My Earliest Writing Influence

What prompted us to start this sometimes amazing, sometimes fascinating, at other times taxing, and many times tiring journey called writing? This awesome journey is filled with thrills, spills, adventure and humour, mystery and suspense.

One of the earliest influences on my writing was my grandmother. Every night while making me eat my dinner when I was around 4 to 5 years old she would tell me stories. These were more often than not folktales, or, stories that revolved around the Hindu Gods and Goddesses and the great Saints of the past. The tales of the various Gods' childhood pranks was absolutely wonderful. It brought each God to life.

The voracious reader that I am now has its roots in my childhood. I was a voracious listener then, never tiring of granny’s stories, craving them long after the dinner plates had been washed. Long after she gave up the practice of making me eat my dinner, I continued to badger her for stories. Granny, I am sure exhausted her well of stories, but, not one to admit defeat she made up stories just for me.

For an entire week she told me the same story giving it different endings.
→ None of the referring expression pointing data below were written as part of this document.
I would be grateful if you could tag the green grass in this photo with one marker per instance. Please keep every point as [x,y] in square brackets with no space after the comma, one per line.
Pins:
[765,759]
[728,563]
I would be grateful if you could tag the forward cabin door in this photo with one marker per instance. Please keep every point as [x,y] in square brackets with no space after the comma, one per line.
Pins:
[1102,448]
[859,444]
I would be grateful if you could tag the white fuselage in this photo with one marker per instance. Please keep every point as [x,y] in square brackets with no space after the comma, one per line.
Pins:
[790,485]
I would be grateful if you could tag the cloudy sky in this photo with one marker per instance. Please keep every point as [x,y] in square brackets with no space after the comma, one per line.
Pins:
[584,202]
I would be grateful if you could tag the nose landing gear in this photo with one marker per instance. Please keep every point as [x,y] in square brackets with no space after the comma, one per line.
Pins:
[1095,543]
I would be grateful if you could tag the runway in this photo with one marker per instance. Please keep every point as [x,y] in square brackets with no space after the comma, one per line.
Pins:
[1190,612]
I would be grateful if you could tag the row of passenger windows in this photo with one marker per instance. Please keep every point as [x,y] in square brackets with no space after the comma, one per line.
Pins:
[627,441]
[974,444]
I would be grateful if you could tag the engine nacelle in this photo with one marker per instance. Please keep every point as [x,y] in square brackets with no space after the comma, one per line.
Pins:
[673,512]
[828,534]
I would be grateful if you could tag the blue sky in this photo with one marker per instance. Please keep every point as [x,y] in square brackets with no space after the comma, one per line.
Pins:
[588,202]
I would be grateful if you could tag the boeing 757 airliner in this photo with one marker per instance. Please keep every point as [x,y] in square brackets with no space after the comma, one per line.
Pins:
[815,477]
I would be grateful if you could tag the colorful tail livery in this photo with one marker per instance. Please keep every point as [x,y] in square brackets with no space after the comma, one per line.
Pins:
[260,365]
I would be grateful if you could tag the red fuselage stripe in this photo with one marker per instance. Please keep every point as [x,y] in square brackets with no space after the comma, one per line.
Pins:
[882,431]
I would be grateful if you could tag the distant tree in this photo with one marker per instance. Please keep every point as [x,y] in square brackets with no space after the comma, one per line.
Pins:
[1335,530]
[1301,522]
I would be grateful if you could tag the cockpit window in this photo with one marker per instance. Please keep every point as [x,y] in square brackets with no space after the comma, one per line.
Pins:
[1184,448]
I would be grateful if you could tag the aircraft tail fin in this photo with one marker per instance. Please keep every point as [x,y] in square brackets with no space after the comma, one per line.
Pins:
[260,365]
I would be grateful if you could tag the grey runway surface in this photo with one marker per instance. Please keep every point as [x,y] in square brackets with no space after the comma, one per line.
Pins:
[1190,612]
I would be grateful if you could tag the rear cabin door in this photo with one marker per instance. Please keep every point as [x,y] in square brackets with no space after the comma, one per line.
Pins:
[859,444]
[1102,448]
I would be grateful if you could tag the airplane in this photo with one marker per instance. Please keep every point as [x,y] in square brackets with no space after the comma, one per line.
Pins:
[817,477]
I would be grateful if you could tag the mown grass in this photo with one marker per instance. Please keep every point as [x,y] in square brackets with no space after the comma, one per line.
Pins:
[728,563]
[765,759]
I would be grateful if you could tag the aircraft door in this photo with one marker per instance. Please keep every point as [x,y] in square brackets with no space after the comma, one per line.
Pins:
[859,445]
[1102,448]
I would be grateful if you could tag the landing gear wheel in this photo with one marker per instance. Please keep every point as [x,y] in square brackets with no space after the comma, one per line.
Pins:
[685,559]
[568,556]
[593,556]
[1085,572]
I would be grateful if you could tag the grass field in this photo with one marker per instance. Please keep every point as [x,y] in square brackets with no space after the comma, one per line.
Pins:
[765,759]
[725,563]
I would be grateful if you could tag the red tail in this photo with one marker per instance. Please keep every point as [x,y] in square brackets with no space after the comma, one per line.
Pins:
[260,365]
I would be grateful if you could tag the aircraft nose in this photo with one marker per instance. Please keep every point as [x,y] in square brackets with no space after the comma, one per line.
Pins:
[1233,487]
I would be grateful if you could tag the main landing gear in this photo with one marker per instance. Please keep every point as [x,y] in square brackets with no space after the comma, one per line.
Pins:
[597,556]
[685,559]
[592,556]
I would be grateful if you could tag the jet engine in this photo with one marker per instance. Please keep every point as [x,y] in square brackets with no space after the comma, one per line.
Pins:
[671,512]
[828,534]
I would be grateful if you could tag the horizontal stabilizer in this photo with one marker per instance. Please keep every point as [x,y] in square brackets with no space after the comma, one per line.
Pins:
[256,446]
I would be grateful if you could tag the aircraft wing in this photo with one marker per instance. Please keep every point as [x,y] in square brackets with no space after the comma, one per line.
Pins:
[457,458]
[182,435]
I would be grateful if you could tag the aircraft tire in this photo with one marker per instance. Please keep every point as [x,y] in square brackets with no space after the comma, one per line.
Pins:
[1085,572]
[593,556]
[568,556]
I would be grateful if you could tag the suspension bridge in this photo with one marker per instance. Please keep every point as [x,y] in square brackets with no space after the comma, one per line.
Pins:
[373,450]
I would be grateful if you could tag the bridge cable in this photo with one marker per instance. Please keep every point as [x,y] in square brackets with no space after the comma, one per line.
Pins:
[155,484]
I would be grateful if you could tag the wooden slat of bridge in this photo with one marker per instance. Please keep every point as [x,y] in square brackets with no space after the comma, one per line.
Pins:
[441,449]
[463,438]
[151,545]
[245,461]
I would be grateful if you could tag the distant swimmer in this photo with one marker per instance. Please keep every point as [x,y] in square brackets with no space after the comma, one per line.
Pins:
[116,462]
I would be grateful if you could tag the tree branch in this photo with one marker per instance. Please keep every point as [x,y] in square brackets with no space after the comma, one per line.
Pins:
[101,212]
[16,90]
I asked her why she was telling me the same story with different endings, she laughed and said “I am running out of stories, child.”

Each ending changed the entire story. From humorous it turned into suspense, and then moved to the battle of good over evil. Each story was embedded with a moral. I am sure that it was deliberate, to make us (her grandchildren imbibe good qualities and emulate the noble characters who peopled her story). I was fascinated by Granny’s quick thinking. My love for stories: listening, reading and writing started then. One of my first few published articles was the story she had narrated to me during my childhood.

Yes, my grandmother was a truly gifted storyteller. To make several fidgety grandchildren sit through a repeat story with only the lure of how she’d finish it this time was no small task. And she accomplished this beautifully. Though the stories were repeated she never bored us, as she embellished the story with each narration. Sometimes adding few characters, at times dropping few.

This habit of hers has inculcated in me the practical experience of finding out how the same story can end in many different ways. Yes, at times I toy with different endings and finally zero in on the one I think works  best for my stories and books.

What has been your earliest writing influence? Did someone prompt you to start your creative journey? Who or what was it?


  1. O I love that! I just finished my WIP and my own ending surprised me. From the outset I thought I knew the ending but sadly my characters grabbed the reigns and ended it how they wanted. *sigh*.

  2. WOW. I can just say ... WOW. That's an amazing gift she had and gave to you. What a wonderful woman. Now you've inspired me to do this for my daughter. ;/ LOL I hope I'm as good at it!

  3. Hi Victoria, pleased to meeet you. Looking forward to connecting with you. Yes, my Grandmother was a wonderful woman and an awesome story teller. I hope I have inherited that gift, atleast a little bit of it.

  4. What a wonderful granny! I think I would have to say my mother got me started writing. She used to read to me and my brother when we very small, during our "Saturday night reading feast." We'd pick the books at the library, and then, after dinner on Saturdays, she'd read a chapter or so, then stop and we'd eat something delicious and sweet, like cookies or cake, then she'd continue reading. In time, as we could read better, we'd take turns reading on our reading feast nights. It was something we looked forward to all week. I have loved reading all my life, and I'm sure that is why. Then, as I got the scribbling bug, she really encouraged me to keep my stories and also to write a journal. She liked to write herself, so it was a nice shared "hobby" at that time of my life.

  5. What a fascinating story Rachna! I hope I can get this to post.